ARBORICOLTURA SPECIALISTICA
Di Fiorenzo Pandini
Dottore Agronomo libero professionista

 

In caso di cantieri che si scontrano con la presenza di un vecchio albero  è sempre possibile il trapianto oppure, qualche volta, l’intervento è partita persa già in partenza? Il grande-trapianto deve avere un senso economico e uno spazio tecnico operativo, va eseguito solo in certi periodi dell’anno e solo con accorgimenti agronomici ben precisi. Vediamo punti deboli e spazi di lavoro.

 

L'arboricoltura urbana è una scienza agronomica di recente sviluppo in Italia se è vero che prima degli anni ’80 ben pochi specialisti se ne occupavano.
Nel nostro paese, a differenza che in USA e nel centro-Europa, le facoltà di Scienze Agrarie si mossero in grave ritardo rispetto a quanto i grandi specialisti stranieri venivano a raccontare (i vari Shigo, Tattar, Matteck, Raimbault).
Il pioniere italiano di questo nuovo settore delle scienze agrarie è stato certamente l’agronomo varesino Daniele Zanzi grazie agli studi e alle esperienze svolte in mezzo mondo al fianco dei maggiori esperti di patologia e fisio-morfologia dell’albero.
Inizialmente, lo scontro con le aziende di basso livello tecnico che operavano nei nostri territori fu aspro perché le nuove conoscenze sulla biologia dell'albero si scontravano con le vecchie usanze in fatto di potature, piantagioni, trapianti, difesa antiparassitaria, concimazioni…
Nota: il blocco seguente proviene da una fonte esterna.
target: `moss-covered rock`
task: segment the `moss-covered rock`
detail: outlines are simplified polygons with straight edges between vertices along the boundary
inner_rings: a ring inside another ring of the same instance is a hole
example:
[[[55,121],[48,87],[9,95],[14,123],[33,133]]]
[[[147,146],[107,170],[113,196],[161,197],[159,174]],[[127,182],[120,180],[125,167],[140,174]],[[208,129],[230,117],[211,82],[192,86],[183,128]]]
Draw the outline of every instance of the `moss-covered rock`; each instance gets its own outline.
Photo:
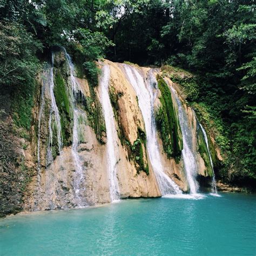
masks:
[[[159,98],[161,106],[158,109],[156,117],[157,126],[167,157],[174,157],[178,159],[183,148],[178,115],[174,110],[168,85],[161,76],[158,75],[157,79],[161,92]]]
[[[200,127],[198,127],[197,129],[197,142],[198,144],[198,151],[205,162],[206,167],[205,175],[205,176],[208,176],[212,177],[213,176],[213,171],[211,165],[209,153],[204,137],[204,134]]]
[[[69,146],[71,143],[72,118],[70,111],[67,82],[63,78],[59,70],[57,70],[56,72],[54,83],[53,92],[60,116],[63,145]]]

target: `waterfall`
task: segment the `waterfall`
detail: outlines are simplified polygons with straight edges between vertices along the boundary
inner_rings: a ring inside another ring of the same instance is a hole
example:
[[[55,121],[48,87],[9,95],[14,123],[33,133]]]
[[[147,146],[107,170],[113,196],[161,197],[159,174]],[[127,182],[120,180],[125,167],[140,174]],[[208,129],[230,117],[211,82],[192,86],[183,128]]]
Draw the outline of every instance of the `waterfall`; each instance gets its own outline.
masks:
[[[184,162],[187,181],[190,188],[190,193],[196,194],[198,185],[196,180],[197,166],[194,156],[193,154],[192,145],[193,136],[191,130],[190,129],[187,114],[177,92],[172,87],[171,87],[171,90],[174,96],[178,107],[179,120],[183,140],[183,149],[181,151],[181,155]]]
[[[54,53],[52,53],[52,63],[51,67],[50,70],[50,77],[49,77],[49,92],[51,96],[51,111],[50,114],[49,119],[49,144],[48,146],[48,150],[47,153],[48,160],[47,162],[48,164],[52,160],[52,156],[51,152],[51,147],[52,146],[52,113],[54,113],[55,124],[57,128],[57,139],[58,141],[58,147],[59,150],[59,153],[60,153],[62,148],[62,141],[61,131],[62,127],[60,124],[60,117],[59,116],[59,110],[56,104],[56,101],[55,100],[55,96],[54,96],[53,88],[54,88],[54,79],[53,79],[53,63],[54,63]]]
[[[45,79],[44,78],[43,81],[43,85],[41,89],[41,95],[40,97],[40,107],[39,109],[38,113],[38,133],[37,133],[37,171],[38,173],[40,172],[41,168],[41,163],[40,159],[40,129],[41,128],[41,119],[42,116],[43,114],[43,110],[44,107],[44,91],[45,90],[45,85],[47,83],[47,81],[45,80]]]
[[[83,185],[83,181],[84,179],[82,164],[80,162],[78,152],[78,147],[79,143],[78,136],[79,132],[79,123],[78,118],[79,115],[83,115],[82,112],[77,107],[77,96],[79,95],[79,91],[81,91],[79,84],[77,82],[74,73],[74,66],[72,63],[70,56],[66,53],[65,49],[63,49],[68,65],[70,70],[70,82],[71,83],[72,96],[71,102],[73,110],[73,137],[71,152],[73,160],[75,164],[75,168],[77,177],[75,179],[74,188],[76,193],[76,197],[77,200],[78,206],[83,206],[86,204],[85,202],[82,202],[82,197],[80,195],[80,187]]]
[[[164,172],[156,136],[156,120],[154,117],[154,102],[157,85],[153,78],[152,70],[149,72],[148,82],[134,67],[124,64],[125,72],[138,97],[139,106],[145,123],[147,137],[147,149],[157,182],[162,196],[170,193],[181,194],[176,184]]]
[[[213,163],[212,162],[212,157],[211,156],[211,153],[209,149],[209,144],[208,143],[208,139],[206,135],[206,132],[205,132],[205,129],[203,127],[202,125],[199,123],[200,127],[202,130],[203,134],[204,134],[204,138],[205,139],[205,143],[206,144],[207,150],[208,151],[208,154],[209,155],[210,162],[211,163],[211,167],[212,170],[212,193],[218,194],[217,188],[216,187],[216,180],[215,180],[215,174],[214,170],[213,169]]]
[[[106,130],[106,146],[107,152],[107,170],[110,183],[110,191],[111,201],[119,198],[118,182],[117,177],[117,163],[119,160],[118,152],[118,136],[114,125],[114,118],[113,109],[109,95],[109,81],[110,70],[107,65],[104,65],[102,75],[99,82],[101,93],[102,105],[103,108]]]

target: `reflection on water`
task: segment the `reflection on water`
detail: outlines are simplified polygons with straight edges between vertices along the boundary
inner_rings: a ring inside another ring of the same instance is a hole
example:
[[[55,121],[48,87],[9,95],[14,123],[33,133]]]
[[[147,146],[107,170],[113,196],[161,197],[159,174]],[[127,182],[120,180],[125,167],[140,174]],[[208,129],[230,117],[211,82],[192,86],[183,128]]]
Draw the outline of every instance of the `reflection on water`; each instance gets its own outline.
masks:
[[[0,220],[0,255],[255,255],[256,196],[120,200]]]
Uno dei settori tecnicamente più difficili, ma sicuramente di alto valore aggiunto, che si sviluppò negli anni ’80-’90 fu quello dei grandi trapianti: molti urbanisti fantasiosi,  politici astratti e filosofi del paesaggio si lanciarono in trapianti costosissimi di vecchi alberi nella convinzione che l’albero fosse un oggetto di arredo e non un soggetto vivente.

Si assistette perciò al falso salvataggio di molti vecchi alberi … destinati però a lenta agonia dopo che i riflettori del cantiere erano stati spenti.
Una statistica spannometrica ci dice infatti che l’85% dei grandi-trapianti effettuati negli anni ’80-’90 fallirono entro i 5-6 anni dall’esecuzione.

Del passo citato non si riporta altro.